Ce roman est très riche. L’auteur a su créer un univers très complet, foisonnant de détails et qui m’a totalement emporté. Vraiment, chaque description m’a fait rêver. Je n’ai eu aucun mal à imaginer ce monde antique plein de couleurs. Grande fan de jeu de société, « Crocs et venins » a éveillé ma curiosité, je me demande si l’auteur en a rédigé les règles et j’aurais aimé les retrouver, à la façon d’une annexe. Il s’agit d’un divertissement auquel tous s’adonnent, aussi bien à la taverne que lors des événements organisés par les nobles. Un point commun partageait par toute la population et qui rapprochera Kestrel d’Arin.
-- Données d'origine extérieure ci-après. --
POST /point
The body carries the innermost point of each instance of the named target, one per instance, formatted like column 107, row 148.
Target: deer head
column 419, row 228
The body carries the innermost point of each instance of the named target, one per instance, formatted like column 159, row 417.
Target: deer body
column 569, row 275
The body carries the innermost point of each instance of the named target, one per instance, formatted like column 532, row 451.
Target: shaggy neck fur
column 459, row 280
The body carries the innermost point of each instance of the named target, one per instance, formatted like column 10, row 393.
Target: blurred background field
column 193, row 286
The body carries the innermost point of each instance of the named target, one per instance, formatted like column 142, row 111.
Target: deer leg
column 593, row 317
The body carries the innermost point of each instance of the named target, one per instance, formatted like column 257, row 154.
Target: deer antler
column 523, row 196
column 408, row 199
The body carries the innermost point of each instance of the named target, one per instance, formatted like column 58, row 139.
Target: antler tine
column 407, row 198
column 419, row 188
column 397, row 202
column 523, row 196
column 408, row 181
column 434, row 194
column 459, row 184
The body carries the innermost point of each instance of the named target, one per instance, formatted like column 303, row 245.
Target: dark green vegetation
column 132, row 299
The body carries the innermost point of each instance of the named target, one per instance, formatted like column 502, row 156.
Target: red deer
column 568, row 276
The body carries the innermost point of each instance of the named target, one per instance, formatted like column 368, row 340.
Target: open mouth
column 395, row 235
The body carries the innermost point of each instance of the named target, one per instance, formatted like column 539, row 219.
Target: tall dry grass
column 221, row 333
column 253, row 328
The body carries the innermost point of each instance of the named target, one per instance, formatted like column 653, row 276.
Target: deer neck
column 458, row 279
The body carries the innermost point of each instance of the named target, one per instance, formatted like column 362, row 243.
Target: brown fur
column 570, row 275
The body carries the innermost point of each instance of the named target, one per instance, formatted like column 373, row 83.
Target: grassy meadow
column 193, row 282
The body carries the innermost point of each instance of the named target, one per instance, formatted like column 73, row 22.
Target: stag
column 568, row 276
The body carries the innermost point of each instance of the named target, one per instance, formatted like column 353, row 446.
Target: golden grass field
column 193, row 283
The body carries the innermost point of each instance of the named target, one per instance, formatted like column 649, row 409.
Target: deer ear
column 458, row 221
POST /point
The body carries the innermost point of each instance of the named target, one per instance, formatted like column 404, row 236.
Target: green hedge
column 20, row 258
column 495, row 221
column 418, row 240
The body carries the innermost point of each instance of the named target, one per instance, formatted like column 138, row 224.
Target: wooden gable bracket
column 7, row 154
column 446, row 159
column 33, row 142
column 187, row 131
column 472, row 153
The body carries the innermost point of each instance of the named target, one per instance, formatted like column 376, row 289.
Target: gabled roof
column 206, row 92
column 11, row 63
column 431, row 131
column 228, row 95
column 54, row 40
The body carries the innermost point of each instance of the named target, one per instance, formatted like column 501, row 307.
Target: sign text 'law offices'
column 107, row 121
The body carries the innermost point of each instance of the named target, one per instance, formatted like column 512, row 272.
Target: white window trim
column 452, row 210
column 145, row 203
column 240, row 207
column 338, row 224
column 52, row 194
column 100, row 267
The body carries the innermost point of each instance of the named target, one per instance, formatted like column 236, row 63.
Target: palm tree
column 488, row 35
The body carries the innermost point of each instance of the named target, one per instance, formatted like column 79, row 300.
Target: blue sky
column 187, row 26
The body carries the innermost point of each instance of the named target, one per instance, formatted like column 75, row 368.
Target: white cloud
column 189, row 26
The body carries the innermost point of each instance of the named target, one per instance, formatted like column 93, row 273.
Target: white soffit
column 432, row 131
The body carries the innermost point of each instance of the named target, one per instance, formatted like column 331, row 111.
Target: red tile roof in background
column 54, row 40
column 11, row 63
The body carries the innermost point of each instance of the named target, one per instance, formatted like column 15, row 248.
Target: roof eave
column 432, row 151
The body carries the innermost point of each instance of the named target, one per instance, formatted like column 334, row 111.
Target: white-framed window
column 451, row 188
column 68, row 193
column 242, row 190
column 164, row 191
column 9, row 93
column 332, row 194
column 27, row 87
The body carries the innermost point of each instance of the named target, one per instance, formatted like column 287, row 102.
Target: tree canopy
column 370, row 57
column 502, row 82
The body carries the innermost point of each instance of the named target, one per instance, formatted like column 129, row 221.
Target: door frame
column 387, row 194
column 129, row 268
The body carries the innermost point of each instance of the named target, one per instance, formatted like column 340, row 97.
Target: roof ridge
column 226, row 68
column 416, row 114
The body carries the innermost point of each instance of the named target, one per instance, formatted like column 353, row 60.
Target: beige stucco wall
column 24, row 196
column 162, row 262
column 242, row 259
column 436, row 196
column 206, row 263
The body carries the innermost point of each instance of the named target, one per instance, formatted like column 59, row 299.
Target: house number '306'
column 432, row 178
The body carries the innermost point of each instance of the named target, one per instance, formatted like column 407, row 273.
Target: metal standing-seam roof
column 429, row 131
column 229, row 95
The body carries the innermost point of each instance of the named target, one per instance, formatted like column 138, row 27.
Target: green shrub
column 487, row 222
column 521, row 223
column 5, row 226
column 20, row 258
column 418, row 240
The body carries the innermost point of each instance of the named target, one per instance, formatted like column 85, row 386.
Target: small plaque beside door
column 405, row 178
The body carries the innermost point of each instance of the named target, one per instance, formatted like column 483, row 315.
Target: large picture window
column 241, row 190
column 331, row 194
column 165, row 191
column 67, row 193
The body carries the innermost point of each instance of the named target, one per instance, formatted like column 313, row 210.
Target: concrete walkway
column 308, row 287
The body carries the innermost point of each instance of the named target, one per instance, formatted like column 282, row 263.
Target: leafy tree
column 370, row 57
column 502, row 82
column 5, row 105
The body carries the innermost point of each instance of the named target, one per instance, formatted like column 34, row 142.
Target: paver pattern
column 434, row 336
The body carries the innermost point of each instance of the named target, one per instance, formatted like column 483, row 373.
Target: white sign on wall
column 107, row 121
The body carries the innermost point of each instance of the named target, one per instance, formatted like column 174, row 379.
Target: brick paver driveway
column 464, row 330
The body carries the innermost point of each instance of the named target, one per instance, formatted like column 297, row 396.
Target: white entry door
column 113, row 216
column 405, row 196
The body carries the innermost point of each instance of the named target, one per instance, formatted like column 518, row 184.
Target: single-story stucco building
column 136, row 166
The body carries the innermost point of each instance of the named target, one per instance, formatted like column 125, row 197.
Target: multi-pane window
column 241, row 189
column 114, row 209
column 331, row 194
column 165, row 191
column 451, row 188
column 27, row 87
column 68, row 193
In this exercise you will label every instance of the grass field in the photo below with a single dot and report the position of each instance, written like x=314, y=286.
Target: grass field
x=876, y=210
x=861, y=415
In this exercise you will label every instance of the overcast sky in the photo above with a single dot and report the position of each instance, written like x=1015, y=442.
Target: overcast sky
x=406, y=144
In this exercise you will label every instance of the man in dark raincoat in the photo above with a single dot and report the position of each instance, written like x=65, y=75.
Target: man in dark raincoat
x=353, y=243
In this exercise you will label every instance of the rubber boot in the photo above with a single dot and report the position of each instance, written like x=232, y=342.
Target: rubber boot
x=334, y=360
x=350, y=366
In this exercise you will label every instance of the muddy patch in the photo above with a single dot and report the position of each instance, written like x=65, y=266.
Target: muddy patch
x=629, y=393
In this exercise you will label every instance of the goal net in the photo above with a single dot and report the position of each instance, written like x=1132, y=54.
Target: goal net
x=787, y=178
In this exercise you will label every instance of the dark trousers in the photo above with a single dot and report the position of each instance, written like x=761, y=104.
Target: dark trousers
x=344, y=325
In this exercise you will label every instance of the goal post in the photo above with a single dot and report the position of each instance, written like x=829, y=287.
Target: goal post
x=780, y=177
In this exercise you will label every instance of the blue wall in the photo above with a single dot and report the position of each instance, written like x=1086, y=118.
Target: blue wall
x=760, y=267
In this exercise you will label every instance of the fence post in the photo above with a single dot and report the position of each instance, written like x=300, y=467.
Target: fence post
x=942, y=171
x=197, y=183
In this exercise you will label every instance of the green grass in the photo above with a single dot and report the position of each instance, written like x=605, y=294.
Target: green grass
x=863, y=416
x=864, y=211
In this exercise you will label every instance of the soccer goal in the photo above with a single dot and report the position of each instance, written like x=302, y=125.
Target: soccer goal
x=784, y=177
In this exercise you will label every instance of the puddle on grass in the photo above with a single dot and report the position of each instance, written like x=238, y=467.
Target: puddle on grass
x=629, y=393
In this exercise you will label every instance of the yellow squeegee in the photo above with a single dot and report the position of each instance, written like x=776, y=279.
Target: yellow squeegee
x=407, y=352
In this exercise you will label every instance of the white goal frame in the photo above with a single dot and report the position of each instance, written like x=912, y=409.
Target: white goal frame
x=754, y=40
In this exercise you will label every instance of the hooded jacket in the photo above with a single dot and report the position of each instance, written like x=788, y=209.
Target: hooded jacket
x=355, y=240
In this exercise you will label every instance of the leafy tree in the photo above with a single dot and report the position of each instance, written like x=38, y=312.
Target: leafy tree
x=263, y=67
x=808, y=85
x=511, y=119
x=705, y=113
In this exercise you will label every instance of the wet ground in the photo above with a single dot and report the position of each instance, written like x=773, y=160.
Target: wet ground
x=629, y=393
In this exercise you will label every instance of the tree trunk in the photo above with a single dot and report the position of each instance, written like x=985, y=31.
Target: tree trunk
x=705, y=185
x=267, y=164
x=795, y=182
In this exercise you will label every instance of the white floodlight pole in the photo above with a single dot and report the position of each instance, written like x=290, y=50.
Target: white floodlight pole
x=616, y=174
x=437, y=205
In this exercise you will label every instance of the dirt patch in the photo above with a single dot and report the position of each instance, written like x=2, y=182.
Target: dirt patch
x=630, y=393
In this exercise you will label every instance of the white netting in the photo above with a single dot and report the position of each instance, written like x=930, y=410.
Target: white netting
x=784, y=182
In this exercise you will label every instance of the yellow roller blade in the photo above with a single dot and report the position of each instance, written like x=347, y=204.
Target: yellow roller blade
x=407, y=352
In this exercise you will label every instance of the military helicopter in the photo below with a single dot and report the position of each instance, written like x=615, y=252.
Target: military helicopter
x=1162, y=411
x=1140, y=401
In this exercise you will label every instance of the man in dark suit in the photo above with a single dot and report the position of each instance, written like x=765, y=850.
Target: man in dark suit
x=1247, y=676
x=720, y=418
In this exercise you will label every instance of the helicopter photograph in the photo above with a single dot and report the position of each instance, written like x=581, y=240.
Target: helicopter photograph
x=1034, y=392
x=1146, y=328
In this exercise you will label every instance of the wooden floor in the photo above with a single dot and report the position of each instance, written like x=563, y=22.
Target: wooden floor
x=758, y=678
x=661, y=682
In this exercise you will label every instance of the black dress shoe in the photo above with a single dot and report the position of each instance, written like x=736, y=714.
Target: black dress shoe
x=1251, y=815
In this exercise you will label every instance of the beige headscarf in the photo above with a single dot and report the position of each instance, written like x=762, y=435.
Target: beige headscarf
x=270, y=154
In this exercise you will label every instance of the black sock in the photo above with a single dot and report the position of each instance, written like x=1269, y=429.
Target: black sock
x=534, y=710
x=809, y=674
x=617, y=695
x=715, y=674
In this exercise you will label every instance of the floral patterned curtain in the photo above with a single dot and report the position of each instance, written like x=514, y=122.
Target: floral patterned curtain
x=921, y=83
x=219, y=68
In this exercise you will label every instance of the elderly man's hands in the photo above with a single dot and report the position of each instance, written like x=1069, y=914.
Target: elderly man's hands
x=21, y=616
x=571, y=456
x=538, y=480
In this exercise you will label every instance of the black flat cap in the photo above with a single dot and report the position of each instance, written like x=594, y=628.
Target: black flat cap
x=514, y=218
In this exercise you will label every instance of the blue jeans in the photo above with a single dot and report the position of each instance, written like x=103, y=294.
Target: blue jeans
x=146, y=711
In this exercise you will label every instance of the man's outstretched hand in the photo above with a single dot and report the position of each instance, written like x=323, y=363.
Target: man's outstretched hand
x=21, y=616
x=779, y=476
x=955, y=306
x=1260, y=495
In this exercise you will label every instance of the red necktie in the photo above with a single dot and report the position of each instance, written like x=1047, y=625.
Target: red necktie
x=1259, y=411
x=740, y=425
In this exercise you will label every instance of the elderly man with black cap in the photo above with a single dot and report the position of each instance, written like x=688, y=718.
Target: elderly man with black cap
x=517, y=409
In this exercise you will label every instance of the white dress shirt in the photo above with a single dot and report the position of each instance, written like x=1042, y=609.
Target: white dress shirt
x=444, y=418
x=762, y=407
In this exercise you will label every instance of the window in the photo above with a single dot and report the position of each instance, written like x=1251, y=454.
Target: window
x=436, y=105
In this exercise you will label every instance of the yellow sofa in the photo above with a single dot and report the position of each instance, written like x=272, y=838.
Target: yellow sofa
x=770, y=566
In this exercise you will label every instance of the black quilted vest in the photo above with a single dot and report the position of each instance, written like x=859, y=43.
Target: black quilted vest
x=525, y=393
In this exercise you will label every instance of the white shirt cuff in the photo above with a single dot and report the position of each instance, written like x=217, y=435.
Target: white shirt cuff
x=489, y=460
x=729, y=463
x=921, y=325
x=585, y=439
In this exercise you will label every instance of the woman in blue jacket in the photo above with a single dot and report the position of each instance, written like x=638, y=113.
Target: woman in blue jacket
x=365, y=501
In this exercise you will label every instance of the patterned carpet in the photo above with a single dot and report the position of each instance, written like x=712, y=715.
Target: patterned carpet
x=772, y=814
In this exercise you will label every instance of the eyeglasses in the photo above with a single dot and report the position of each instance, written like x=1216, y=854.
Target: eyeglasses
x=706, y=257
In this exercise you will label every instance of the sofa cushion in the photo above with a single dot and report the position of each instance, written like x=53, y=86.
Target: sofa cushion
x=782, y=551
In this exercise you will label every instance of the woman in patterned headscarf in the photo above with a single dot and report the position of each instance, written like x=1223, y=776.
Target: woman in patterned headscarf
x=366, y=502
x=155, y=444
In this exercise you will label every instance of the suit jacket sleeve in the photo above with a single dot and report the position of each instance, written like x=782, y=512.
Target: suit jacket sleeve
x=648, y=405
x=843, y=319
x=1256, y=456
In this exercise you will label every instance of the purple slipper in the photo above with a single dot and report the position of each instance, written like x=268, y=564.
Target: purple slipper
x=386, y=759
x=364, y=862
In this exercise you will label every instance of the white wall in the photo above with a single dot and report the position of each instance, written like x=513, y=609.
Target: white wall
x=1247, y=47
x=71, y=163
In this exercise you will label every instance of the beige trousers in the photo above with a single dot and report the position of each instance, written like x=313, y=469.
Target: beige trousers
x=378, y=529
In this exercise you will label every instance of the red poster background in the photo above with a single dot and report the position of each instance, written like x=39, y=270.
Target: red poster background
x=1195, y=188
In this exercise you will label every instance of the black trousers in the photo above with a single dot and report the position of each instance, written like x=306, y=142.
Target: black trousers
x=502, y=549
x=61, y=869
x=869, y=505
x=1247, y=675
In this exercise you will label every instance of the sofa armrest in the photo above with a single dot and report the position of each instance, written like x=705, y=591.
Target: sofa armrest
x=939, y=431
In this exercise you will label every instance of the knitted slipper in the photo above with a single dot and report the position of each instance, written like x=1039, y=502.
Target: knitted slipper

Dès la scène des enchères, on comprend que quelque chose se trame, on en a vite la confirmation.

J’aimerais en dire tellement plus sur le thème de la malédiction du vainqueur, mais impossible sans tout révéler de l’intrigue du roman. Celle-ci est présente dans ce roman du début à la fin. Cette théorie est d’ailleurs très bien expliquée dans les remerciements. Je me contenterai donc de vous encourager à découvrir ce tome 1. Quant à moi, mon premier réflexe en posant le livre à la fin de ma lecture fut de vérifier s’il y avait une suite. Tout aurait pu finir sur le dernier paragraphe, cela ne m’aurait pas choqué malgré le sentiment de frustration de ne pas en avoir plus. Mais l’ultime phrase laissait planer un doute. Je suis ravie, car ce n’est pas un, mais deux autres tomes que l’auteur a écrits et j’ai vraiment hâte qu’ils soient traduits pour pouvoir les dévorer !! J’hésite même à les prendre en anglais pour ne pas attendre. Un nouveau COUP DE CŒUR pour moi et pour vous aussi je l’espère. Je serais ravie de discuter discrètement de la malédiction du vainqueur avec celles et ceux qui auront lu le roman.

Éditeur Lumen - Date de parution : 16 février 2017 - Prix : 9,99€ format numérique ; 15,00€ format papier – 464 pages.